Manitoba-raised Dan Halldorson knows what it is like to play golf for Canada.
At least four more Canadians will gain that experience in 2016 when golf returns to the Olympic Games after an absence of 112 years.
Halldorson, currently deputy director of the Canadian professional golf tour and earlier a PGA tour winner, is enthused about golf’s re-acceptance by the Olympics, but says Canada’s golfers will face pressure to perform at the Rio de Janeiro Summer Games in six years.
He represented Canada seven times in the 48-country World Cup of Golf, winning two global championships with partner Jim Nelford in 1980 and with Dave Barr in 1985.
“There is pressure because you want to play well when you are carrying your country’s flag,” says Halldorson who excelled as a professional after developing his game in Sandy Hook and Brandon. “It’s not business as usual where there is another tournament and another possible payday next week.”

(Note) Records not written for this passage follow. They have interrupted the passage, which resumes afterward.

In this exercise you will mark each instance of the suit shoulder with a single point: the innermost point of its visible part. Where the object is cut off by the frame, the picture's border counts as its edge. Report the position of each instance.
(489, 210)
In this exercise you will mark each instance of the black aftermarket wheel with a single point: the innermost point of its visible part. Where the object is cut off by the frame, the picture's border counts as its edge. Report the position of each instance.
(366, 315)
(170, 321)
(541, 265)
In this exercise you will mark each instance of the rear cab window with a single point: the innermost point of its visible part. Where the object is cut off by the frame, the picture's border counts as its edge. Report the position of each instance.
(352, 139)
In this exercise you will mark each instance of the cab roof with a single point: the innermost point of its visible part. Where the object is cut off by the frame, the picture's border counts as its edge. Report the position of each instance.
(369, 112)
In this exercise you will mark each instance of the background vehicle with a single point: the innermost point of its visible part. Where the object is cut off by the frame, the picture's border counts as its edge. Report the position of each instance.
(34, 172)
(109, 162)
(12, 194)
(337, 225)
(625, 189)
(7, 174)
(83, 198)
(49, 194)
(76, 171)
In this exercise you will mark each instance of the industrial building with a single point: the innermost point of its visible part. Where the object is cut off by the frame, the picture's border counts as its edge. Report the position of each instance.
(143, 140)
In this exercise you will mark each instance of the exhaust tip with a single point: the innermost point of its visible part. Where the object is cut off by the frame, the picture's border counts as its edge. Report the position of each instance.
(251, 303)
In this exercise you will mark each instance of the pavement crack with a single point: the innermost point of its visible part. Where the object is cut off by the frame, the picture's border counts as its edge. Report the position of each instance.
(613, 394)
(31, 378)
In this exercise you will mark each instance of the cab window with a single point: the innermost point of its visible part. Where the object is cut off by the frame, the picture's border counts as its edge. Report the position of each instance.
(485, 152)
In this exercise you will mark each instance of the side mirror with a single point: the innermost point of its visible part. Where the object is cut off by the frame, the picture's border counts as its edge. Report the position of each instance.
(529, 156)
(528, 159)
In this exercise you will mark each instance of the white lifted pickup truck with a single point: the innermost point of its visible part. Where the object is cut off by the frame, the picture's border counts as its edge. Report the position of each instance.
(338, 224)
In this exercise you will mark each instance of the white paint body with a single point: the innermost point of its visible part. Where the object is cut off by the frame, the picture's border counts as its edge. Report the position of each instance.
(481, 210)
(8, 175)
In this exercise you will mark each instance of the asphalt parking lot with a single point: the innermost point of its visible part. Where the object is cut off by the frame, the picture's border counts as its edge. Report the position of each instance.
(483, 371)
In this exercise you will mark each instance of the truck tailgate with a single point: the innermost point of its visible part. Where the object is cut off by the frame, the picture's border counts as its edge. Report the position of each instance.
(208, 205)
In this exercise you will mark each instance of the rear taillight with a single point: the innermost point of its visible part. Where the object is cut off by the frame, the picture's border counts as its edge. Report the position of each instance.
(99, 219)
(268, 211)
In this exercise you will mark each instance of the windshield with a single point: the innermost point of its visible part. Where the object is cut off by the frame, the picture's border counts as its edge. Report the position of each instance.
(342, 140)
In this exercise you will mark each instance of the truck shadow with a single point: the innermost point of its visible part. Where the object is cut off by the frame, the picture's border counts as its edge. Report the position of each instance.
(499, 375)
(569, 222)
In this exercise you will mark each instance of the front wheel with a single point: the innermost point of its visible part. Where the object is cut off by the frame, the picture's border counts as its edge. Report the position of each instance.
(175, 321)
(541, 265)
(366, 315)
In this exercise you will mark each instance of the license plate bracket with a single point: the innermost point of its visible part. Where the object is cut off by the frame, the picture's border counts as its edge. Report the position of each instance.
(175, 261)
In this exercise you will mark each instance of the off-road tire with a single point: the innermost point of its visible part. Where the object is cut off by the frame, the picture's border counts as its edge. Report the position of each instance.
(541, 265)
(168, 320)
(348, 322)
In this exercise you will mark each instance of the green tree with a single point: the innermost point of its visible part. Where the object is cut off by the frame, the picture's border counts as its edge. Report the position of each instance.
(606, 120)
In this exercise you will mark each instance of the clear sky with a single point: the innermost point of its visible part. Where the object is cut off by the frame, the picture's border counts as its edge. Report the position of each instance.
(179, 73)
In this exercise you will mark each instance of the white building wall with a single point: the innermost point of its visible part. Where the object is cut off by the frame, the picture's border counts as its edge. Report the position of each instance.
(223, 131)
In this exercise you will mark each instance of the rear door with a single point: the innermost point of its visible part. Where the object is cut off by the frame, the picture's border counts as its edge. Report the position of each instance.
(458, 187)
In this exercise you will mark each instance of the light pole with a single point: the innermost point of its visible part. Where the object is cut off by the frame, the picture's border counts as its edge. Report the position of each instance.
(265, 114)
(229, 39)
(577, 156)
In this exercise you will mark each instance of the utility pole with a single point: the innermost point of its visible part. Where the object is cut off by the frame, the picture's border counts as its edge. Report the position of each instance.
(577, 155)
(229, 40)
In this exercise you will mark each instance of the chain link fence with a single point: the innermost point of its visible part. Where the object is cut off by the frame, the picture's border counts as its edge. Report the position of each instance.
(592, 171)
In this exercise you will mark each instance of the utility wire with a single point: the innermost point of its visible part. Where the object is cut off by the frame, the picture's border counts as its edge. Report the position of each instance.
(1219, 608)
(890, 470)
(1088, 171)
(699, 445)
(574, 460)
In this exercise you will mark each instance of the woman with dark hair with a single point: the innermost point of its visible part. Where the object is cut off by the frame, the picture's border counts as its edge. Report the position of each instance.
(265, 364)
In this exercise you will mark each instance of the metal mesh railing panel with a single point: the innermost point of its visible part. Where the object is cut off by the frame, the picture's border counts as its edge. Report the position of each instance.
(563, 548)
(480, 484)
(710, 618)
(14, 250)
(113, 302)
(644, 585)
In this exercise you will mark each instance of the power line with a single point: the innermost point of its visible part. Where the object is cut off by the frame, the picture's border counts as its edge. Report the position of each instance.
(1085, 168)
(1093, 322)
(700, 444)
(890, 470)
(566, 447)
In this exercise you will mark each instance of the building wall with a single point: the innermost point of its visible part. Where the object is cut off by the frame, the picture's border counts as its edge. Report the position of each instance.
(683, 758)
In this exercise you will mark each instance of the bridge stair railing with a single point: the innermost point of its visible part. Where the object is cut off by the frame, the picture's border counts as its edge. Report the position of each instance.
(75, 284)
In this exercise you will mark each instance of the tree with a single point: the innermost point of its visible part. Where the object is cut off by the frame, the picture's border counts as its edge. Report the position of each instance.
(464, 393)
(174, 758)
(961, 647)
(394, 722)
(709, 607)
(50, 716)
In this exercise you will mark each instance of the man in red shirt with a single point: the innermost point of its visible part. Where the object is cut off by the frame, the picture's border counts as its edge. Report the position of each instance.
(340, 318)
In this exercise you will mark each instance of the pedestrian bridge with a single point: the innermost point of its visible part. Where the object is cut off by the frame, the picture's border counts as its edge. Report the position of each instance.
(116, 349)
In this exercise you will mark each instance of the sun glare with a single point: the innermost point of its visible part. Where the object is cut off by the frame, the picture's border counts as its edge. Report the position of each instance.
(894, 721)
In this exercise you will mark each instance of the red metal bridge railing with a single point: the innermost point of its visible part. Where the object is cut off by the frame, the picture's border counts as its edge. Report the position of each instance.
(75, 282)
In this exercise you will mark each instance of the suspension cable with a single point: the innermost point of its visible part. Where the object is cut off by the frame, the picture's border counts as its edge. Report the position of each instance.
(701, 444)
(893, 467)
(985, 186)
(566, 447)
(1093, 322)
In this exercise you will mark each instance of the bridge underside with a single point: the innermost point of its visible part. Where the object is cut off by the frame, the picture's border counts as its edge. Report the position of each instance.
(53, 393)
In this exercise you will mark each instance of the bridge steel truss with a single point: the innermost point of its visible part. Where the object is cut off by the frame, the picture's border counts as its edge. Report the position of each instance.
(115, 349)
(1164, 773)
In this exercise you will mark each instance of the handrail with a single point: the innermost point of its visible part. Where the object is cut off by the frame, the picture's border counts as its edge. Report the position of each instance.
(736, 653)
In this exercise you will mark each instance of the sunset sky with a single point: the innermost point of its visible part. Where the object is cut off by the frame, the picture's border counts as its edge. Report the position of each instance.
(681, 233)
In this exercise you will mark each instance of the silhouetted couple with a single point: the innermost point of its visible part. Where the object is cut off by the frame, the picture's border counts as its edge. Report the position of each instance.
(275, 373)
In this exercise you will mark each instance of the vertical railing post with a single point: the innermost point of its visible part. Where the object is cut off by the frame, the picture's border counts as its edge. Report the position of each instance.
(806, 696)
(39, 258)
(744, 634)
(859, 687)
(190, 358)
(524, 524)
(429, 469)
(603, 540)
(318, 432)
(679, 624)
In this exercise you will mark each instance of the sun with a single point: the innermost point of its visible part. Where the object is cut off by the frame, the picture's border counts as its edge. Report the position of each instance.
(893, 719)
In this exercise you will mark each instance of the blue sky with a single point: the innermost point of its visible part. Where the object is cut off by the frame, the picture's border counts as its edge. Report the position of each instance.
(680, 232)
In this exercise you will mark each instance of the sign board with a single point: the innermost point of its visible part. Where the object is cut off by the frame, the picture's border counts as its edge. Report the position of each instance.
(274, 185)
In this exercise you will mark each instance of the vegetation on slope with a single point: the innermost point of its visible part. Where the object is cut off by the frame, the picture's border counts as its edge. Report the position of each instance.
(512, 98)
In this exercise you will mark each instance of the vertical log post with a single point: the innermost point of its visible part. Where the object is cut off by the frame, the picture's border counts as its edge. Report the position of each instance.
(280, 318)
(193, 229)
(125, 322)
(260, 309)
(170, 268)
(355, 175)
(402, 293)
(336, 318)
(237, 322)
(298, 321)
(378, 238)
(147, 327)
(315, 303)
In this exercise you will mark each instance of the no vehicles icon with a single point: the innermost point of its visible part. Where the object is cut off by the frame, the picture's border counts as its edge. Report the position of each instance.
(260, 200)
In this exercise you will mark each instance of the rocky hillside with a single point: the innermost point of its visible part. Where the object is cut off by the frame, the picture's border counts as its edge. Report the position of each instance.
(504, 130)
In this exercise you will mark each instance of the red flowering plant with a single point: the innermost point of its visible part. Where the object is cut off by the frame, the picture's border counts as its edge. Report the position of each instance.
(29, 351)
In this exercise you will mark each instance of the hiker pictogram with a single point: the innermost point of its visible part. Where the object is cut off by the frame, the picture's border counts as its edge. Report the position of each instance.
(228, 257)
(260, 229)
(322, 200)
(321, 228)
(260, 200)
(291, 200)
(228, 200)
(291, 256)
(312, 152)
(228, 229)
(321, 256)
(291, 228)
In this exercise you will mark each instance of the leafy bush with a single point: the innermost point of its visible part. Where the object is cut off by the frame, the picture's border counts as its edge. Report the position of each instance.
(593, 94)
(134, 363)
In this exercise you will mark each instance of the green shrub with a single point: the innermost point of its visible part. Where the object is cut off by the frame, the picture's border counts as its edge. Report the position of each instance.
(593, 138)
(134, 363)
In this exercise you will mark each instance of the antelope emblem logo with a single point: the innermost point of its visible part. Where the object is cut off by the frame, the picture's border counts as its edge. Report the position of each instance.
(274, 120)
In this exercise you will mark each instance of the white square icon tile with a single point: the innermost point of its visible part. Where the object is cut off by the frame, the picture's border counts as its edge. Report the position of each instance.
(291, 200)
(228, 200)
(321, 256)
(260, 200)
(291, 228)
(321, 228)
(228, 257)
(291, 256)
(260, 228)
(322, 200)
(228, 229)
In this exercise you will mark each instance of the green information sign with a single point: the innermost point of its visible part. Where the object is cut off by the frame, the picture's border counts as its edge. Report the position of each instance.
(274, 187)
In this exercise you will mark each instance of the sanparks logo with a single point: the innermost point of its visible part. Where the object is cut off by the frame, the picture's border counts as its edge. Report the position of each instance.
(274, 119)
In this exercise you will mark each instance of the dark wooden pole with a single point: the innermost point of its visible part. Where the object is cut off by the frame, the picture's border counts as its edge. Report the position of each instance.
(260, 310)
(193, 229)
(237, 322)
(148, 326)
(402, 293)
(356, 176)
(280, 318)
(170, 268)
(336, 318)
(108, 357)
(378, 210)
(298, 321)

Ironically, Canada is defending champion from the only time golf was played in the Olympics.
That was in 1904 when George Seymour Lyon of Richmond Hill, Ont., defeated American Chandler Egan in the final in St. Louis.
Lyon celebrated his victory by walking the entire length of the clubhouse on his hands.
More than a century later, both men and women golfers will have a chance to celebrate in their own fashion if they win Olympic Gold.
The tentative format for the 2016 tournament calls for four rounds of stroke play in individual rather than team competitions. There will be 60 players in each of the two divisions, including the top 15 male and female golfers in the world. Filling out the fields will be two players each from countries not in the top 15.
Jeff Thompson, golf development director for the Royal Canadian Golf Association (RCGA), says the exact format will be worked out in the next two years through consultations between Olympic officials and representatives of international and national golf federations such as the RCGA.
The International Olympic Committee has approved golf for both the 2016 and 2020 Games, with a review scheduled after that.
“The discussions leading up to 2016 will focus on such things as who can participate and how they qualify,” the Toronto-based Thompson says, adding that more than 30 countries will have input in the debate.
While the format still has to be tied down, everybody in the golf world is ecstatic about the sport’s return to the Olympics. “It will open the doors for golf throughout the world,” Thompson says.
Halldorson says that based on his experience, international golf tournaments spread the popularity of the sport to non-traditional countries.
“I think the Olympics will create more awareness of golf and be good for the game’s development in countries just getting started,” he says.
“When I played in World Cups, we competed against neophyte nations like Egypt and Greece. It took a while but they eventually developed some pretty good players.”
Halldorson also likes the “goodwill” aspect of events such as the Olympics and the World Cup. “One of the benefits is that you get to know many players from other countries,” he says.
Just two men and two women golfers will represent Canada at the Rio de Janeiro Games. If picked today, the obvious selections on the men’s side would be veteran stars Mike Weir and Stephen Ames, both of whom may be heading into the golf sunset by 2016.
They could be eclipsed in the next few seasons by Graham DeLaet of Weyburn, Sask., and Chris Baryla of Vernon, B.C., two promising young players just starting to shine on the PGA Tour, the world’s leading golf circuit.
Change is also in the wind in the women’s ranks. Lorie Kane, long Canada’s best player, is showing signs of surrendering her laurels to relative LPGA Tour newcomers Alena Sharp of Hamilton and Lisa Meldrum of Montreal.
Manitoba lacks any immediate prospects for Olympic golf stardom, but provincial officials are nevertheless elated about their sport’s entry into the Games.
“It will do wonders world-wide for our game,” says Dave Comaskey, executive director of Golf Manitoba, the provincial association for the sport.
“Golf’s profile and prestige will increase and more resources will be allocated to it. In Manitoba and other places, it will be an added incentive for young people to play the game.”
Both Comaskey and Garth Goodbrandson, Golf Manitoba’s director of player development, say there is now a path for teenaged Manitoba golfers to become accustomed to Olympic style competitions.
The younger set can start in the 16-and-under Manitoba Games, progress to the 17-and-under Western Canada Games and then further their development in the 18-and-under Canada Games.
One young player taking that route is Myles Sullivan, 17, of Portage La Prairie, a top junior golfer who represented Manitoba last August at the Canada Games in Prince Edward Island.
Sullivan, motivated partly by the excitement of the recent Vancouver Olympics, plans to complete his junior career, play golf in university and ultimately make it his career.
“Playing in the Olympics would be a dream come true,” Sullivan says. “It would be a great honour to represent my country. Golf is my passion and my goal and drive is always to be better.”
Rana MacLeod, head professional at Gimli’s Links at the Lake course, says the Olympics will provide a major opportunity for players, increase golf’s exposure, and spark new enthusiasm for the sport.
“Hopefully, the Games will create a buzz and do the same for golf that they did for curling,” says MacLeod, a five-time Manitoba women’s LPGA champion. “The end result could be more funding and sponsorships for golf.”